الْبِرَّ مَنْ  ifadesinde istiâre sanatı vardır. Canlılara ait ism-i mevsûl,  الْبِرَّ ‘ye isnad edilerek, cansız olan bir şey canlı yerinde kullanılmıştır. Mübalağa için gelen bu üslupta tecessüm sanatı da vardır. الْبِرَّ , yani iyilik kelimesi, iyilik eden kişinin kendisi olarak ifade edilmiştir.

اٰمَنَ  fiilinde cem edilmiş olan iman edilmesi gerekenler; Allah, ahiret günü, melekler, kitab ve peygamberler olarak sayılmıştır. Cem’ maa’t-taksim sanatıdır.
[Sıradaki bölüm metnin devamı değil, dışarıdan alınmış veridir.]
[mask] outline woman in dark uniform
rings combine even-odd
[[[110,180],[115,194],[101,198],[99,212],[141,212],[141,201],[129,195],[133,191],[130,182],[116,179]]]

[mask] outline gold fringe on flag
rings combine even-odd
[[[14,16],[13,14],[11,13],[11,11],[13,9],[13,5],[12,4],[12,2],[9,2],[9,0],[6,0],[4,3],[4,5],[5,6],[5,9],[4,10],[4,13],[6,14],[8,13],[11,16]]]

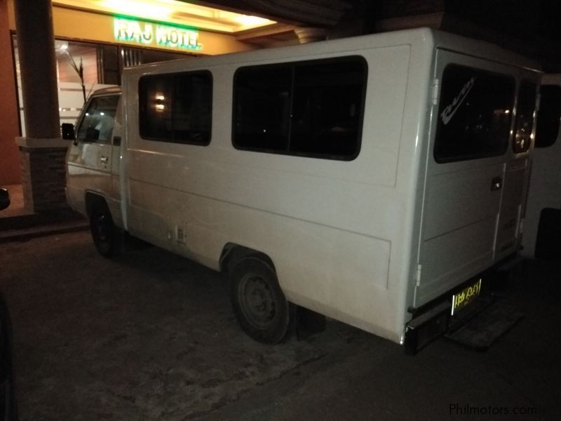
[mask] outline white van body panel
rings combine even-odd
[[[434,161],[439,49],[461,51],[461,60],[471,65],[493,60],[510,67],[509,74],[535,68],[489,44],[421,29],[126,69],[121,178],[112,187],[119,186],[121,200],[112,209],[121,215],[114,219],[133,236],[215,269],[229,243],[262,252],[289,301],[402,341],[410,307],[501,258],[494,242],[506,190],[493,194],[489,186],[496,175],[507,180],[508,168],[518,168],[510,152],[446,166]],[[234,147],[232,81],[238,68],[352,55],[363,58],[368,69],[356,159]],[[142,139],[139,81],[188,70],[212,74],[210,145]],[[450,195],[459,186],[474,194]],[[512,195],[517,201],[520,192]],[[459,220],[465,221],[459,225]],[[451,243],[457,253],[450,253]],[[447,248],[450,259],[442,264],[434,253]]]

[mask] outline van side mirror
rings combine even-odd
[[[561,86],[542,85],[538,122],[536,125],[536,147],[548,147],[555,142],[561,123]]]
[[[0,210],[10,206],[10,194],[6,189],[0,189]]]
[[[66,140],[74,140],[76,139],[74,124],[71,123],[62,123],[61,128],[62,131],[62,139]]]

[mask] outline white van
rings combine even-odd
[[[561,259],[561,74],[541,79],[536,139],[532,159],[521,255]]]
[[[518,250],[536,69],[427,29],[127,69],[68,202],[103,255],[122,230],[229,274],[257,340],[290,302],[415,349]]]

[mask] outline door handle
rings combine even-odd
[[[503,187],[503,178],[495,177],[491,180],[491,191],[500,190]]]

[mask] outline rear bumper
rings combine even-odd
[[[492,305],[495,300],[493,286],[497,283],[498,279],[504,277],[500,274],[501,271],[504,270],[507,273],[515,271],[522,261],[519,258],[512,256],[493,268],[471,278],[427,305],[410,309],[412,316],[405,324],[405,353],[414,354],[438,337],[459,328]],[[473,285],[478,279],[482,279],[482,289],[477,299],[464,309],[454,309],[452,315],[452,297]]]

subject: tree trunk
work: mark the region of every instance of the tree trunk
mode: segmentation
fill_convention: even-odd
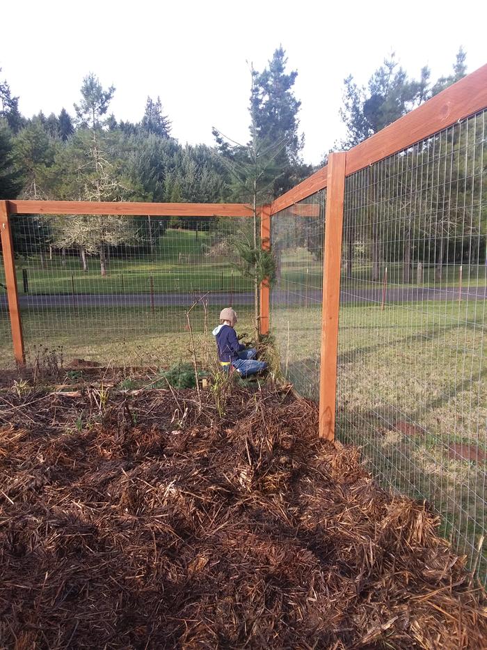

لٰكِنَّ , kendisinden sonra gelen cümleye, önceki cümlenin hükmüne muhalif bir hüküm kazandırır. Bu yüzden kendisinden önce, sonradan gelecek cümleye muhalif veya mütenakız bir sözün geçmesi lazımdır. (Suyûtî, İtkân fî Ulûmi’l-Kur’ân,c. 2 s.474)

وَلٰكِنَّ الْبِرَّ مَنْ اٰمَنَ بِاللّٰهِ  ibaresinde muzâf hazfedilmiştir. Yani;  بِرَّ مَنۡ ءَامَنَ (İyi; … ya iman eden kimsedir.) demektir. Çünkü  مَنْ آمَنَ  ile kişi kastedilmez. Hazif olmaması da caizdir. O zaman  ٱلۡبِرَّ  ism-i fail manasında masdar olur. Veya ٱلۡبِرَّ ’ nin mübalağa için البر ’ya ıtlak edildiği de söylenmiştir. İlki daha uygundur. (https://tafsir.app/aljadwal/2/177)

Ahiret gününden kasıt, öldükten sonraki dirilme günüdür. ٱلۡكِتَـٰبِ  kelimesinden kasıt cins manasında olması nedeniyle bütün ilahi kitaplar veya sadece Kur’an olabilir. (Nesefî, Medâriku’t-Tenzîl Ve Hakâîku’t-Te’vîl)

الْكِتَابِ  ‘deki tarif, istiğrak manasında cins ifade eder. Yani, Allah’ın kitaplarına Tevrat, İncil ve Kur’an gibi iman etti. (Âşûr, Et-Tahrîr Ve’t-Tenvîr) 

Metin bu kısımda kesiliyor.